東北地方で育つ、力強い有角の牛
かつて三陸には、特産物である塩や鉄、海産物を内陸に運ぶ『塩の道』がありました。その道で重い荷を背負って運んでいたのが、この地域でもともと飼育されていた南部牛。「あかべこ」と呼び親しまれていました。

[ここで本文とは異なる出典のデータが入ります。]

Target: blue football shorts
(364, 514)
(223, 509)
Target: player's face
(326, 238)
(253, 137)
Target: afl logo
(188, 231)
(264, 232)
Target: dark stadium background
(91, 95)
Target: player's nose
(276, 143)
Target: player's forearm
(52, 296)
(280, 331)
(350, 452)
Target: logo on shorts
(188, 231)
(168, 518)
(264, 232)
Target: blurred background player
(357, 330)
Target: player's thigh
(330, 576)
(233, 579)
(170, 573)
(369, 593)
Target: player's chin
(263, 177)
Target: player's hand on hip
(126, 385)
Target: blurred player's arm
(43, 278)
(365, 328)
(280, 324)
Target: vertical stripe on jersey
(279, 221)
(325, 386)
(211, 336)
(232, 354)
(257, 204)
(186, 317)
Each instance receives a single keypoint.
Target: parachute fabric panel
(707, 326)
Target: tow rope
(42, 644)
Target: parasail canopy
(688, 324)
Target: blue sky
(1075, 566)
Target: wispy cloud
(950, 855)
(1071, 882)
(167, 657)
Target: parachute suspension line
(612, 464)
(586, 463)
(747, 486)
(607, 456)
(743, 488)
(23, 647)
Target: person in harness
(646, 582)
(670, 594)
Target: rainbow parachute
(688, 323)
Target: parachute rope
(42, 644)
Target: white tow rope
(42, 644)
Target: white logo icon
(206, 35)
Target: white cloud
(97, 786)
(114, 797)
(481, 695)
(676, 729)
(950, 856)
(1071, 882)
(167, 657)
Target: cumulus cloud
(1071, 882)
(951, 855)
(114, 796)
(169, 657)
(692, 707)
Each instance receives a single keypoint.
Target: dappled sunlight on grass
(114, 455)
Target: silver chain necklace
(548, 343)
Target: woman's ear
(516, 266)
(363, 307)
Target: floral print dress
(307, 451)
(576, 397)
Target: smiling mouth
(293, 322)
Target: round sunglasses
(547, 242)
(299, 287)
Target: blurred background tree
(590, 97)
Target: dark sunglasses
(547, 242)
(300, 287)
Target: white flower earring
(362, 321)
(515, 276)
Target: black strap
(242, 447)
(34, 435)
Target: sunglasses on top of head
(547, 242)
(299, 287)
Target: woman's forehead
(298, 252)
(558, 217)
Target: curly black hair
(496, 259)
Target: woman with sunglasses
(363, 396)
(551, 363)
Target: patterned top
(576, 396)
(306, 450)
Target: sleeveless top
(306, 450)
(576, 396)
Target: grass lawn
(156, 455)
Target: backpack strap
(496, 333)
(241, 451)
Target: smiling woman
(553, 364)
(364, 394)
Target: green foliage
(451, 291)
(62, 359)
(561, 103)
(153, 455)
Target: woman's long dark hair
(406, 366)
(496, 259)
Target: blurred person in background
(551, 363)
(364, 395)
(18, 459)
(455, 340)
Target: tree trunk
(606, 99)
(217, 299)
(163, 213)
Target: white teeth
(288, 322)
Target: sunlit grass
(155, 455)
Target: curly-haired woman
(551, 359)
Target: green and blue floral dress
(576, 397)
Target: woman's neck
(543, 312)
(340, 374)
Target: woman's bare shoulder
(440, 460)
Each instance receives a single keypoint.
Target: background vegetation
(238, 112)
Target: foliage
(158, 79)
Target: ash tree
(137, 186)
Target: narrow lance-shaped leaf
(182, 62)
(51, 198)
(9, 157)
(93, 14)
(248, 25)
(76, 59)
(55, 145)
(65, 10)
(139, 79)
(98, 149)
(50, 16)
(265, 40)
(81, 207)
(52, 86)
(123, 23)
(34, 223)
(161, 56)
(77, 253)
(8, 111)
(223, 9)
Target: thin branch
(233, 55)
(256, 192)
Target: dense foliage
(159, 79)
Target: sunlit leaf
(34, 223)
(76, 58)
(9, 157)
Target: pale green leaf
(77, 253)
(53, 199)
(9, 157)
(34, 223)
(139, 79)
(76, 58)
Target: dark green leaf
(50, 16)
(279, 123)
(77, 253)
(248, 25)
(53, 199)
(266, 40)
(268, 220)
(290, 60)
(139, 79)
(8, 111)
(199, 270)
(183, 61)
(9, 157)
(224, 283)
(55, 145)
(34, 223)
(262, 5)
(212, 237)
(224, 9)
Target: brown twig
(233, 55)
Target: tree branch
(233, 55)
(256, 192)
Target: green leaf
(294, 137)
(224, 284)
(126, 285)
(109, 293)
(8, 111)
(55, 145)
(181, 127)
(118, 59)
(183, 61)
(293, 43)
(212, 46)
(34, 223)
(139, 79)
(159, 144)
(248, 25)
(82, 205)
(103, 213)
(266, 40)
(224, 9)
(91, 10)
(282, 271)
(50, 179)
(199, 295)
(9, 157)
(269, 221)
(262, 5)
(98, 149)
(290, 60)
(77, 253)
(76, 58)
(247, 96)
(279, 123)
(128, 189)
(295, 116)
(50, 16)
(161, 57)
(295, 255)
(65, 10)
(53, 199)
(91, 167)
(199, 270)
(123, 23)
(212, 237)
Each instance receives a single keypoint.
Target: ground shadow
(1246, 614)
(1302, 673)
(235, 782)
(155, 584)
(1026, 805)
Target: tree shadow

明治4年にショートホーン種が米国から輸入され北上山地の厳しい飼養条件に合ったことから、南部牛と交雜・改良を重ねて昭和32年に『日本短角種(正式名称)』と認定されました。『日本短角種』は、「和牛」と呼ばれる品種の1つで、唯一東北地方から発生したものとなり、国内和牛流通において1%ほどのシェアしかない、希少性の高いブランド牛です。
『夏山冬里方式』で健康的に育つ
寒さに強く、丈夫で病気にも強い短角牛は、泌乳量が多いショートホーン種の血も入っているため子育てにも向いており『夏山冬里方式』という飼育方法で育てられます。放牧地の雪が溶けて新緑のシーズンになると親子で放牧され、子牛は母牛の母乳を飲み、徐々に生草を食べるようになりすくすくと育ちます。母牛は子牛に授乳をしつつ、自然交配により、また新たな子を宿します。冬が訪れると山下げといって、母子は放牧地を去り里に帰ります。一年を通してストレスの少ない環境で育っています。
のびのびと運動することで引き締まった肉質に
ホルモン剤を使わず、のびのびと運動することでほどよく引き締まった肉質となります。主な生産地の岩手では、夏場に吹く冷涼な「やませ」によって山が霧におおわれるため、牧草がよく育つことも、短角牛を健やかに育てる強い味方となっています。

強い旨味と絶妙な歯応え
脂肪分が少なく、旨味成分のグルタミン酸やイノシン酸がたっぷり含まれる良質の高タンパクな赤身肉です。しっかり焼いてもずっと噛み締めていたくなる赤身には強い旨味があり、煮込めば肉の繊維がホロホロとやさしくほぐれます。肉を豪快に楽しみたい、肉の力強さを感じたい。そんな期待にしっかりと答えてくれるのが短角牛です。